Lily indietreggiò con un grido soffocato, gli occhi spalancati tra due scie rosse, il sangue che le usciva dall’orecchio mozzato dal becco della tartaruga.

“Perché l’hai fatto?” gemette Lily.

“Mi dispiace” sussurrò la tartaruga, ma seppe di mentire perché il brandello d’orecchio le aveva infuso nuovo vigore e sentì che il suo corpo non sarebbe più scomparso, almeno per un po’. Se era bastato così poco a farla sentire meglio, cosa sarebbe accaduto staccandole l’intero orecchio – in fondo gliene aveva mangiato solo la punta più alta – o staccandole le dita a morsi, l’intera mano o un braccio? Sarebbe divenuta la più possente e forte degli oceani di Morphea, una tartaruga azzannatrice che non aveva bisogno di nascondersi nei fondali, libera di nuotare o andarsene a spasso per le spiagge e i boschi. Lillie vide le sue zampe tornare palmate e capì di poterle cambiare a piacimento. Nuotò verso Lily che annaspava, troppo lenta per sfuggirle. Il becco della tartaruga si spalancò ancora.

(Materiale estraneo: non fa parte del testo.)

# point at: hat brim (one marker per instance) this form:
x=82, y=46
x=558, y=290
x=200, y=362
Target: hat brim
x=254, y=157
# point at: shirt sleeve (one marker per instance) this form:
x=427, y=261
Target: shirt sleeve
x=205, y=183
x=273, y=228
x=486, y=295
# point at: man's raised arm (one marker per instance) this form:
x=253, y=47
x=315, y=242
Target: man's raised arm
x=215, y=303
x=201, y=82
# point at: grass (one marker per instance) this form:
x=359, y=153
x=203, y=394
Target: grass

“Ti devo un favore” disse.

Lily rimase a boccheggiare di paura, sbirciando tra le braccia con cui cercava di proteggere le orecchie. “Si, un favore” continuò la tartaruga senza spiegarsi oltre “perciò ti dirò chi può aiutarti: c’è un delfino che vive sul fondale, non è buono né spiritoso come gli altri delfini ma se sei abbastanza in gamba da trovarlo potrebbe aiutarti. Dovrai camminare un po’, ma andando sempre dritta in quella direzione dovresti avvistare una luce, come una stella sul fondo del mare. Non seguirla, continua per la tua strada, ma assicurati di non perderla d’occhio: è una lucciola di mare, con una lanterna appesa al cappello che gira in tondo tutto il tempo, e il delfino sta al centro di quel girotondo”

“Adesso che mi hai assaggiata vuoi mandarmi dal tuo amico per farmi sbranare?”

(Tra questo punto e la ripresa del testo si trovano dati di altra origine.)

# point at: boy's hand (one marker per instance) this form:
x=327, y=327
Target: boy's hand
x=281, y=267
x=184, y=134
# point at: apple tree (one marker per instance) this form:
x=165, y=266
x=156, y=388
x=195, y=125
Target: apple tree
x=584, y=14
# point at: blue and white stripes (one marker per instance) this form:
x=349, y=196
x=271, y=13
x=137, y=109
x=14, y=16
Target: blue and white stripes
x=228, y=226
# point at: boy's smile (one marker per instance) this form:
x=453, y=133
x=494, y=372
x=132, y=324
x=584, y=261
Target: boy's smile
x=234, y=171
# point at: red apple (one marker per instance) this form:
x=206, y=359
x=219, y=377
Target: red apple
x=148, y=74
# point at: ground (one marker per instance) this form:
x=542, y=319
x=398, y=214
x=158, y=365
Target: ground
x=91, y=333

“I delfini non sbranano gli umani”

“Nemmeno le tartarughe”

“E' stato un gesto istintivo, come d’istinto ho provato ad aiutarti anche se sapevo che mi sarebbe costato caro. Senza quel pezzetto d’orecchio al posto mio ci sarebbe solo l’imbuto sulla sabbia che mi avrebbe inghiottita. Mi hai dato più forza di quanta me ne hai fatto spendere e sto cercando di sdebitarmi”

“Se proprio vuoi sdebitarti riportami in superficie”

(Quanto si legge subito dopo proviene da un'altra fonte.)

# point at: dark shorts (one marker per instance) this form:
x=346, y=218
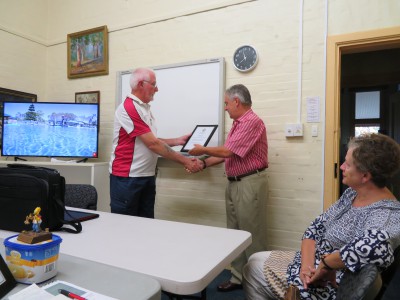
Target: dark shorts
x=134, y=196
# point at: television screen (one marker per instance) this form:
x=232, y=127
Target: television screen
x=50, y=129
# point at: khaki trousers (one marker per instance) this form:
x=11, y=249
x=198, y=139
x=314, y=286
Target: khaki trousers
x=246, y=210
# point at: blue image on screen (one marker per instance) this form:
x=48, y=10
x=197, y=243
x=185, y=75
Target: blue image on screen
x=50, y=129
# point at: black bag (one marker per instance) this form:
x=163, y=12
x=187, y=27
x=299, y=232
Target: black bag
x=25, y=187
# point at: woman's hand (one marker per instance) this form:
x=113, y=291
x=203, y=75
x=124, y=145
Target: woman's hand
x=305, y=275
x=322, y=276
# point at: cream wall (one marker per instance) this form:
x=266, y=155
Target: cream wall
x=160, y=32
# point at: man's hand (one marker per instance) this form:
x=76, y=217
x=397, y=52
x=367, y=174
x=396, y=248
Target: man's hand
x=197, y=150
x=182, y=139
x=193, y=165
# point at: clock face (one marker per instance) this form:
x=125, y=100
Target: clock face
x=245, y=58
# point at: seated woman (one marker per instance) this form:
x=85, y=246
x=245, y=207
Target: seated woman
x=362, y=227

“Meglio di no, lo dico per il tuo bene. Adesso che ti ho assaggiata è meglio che non ti avvicini più, potrebbe venirmi voglia di un altro morso, e già mi sento più robusta e forte. Il sangue umano è più potente di molti incantesimi. Credo che potrei anche diventare più grande e se il mio becco crescesse il prossimo morso potrebbe farti assai più male.”

Erano delle ottime argomentazioni, pensò Lily, che senza indugiare oltre e andò per la sua strada.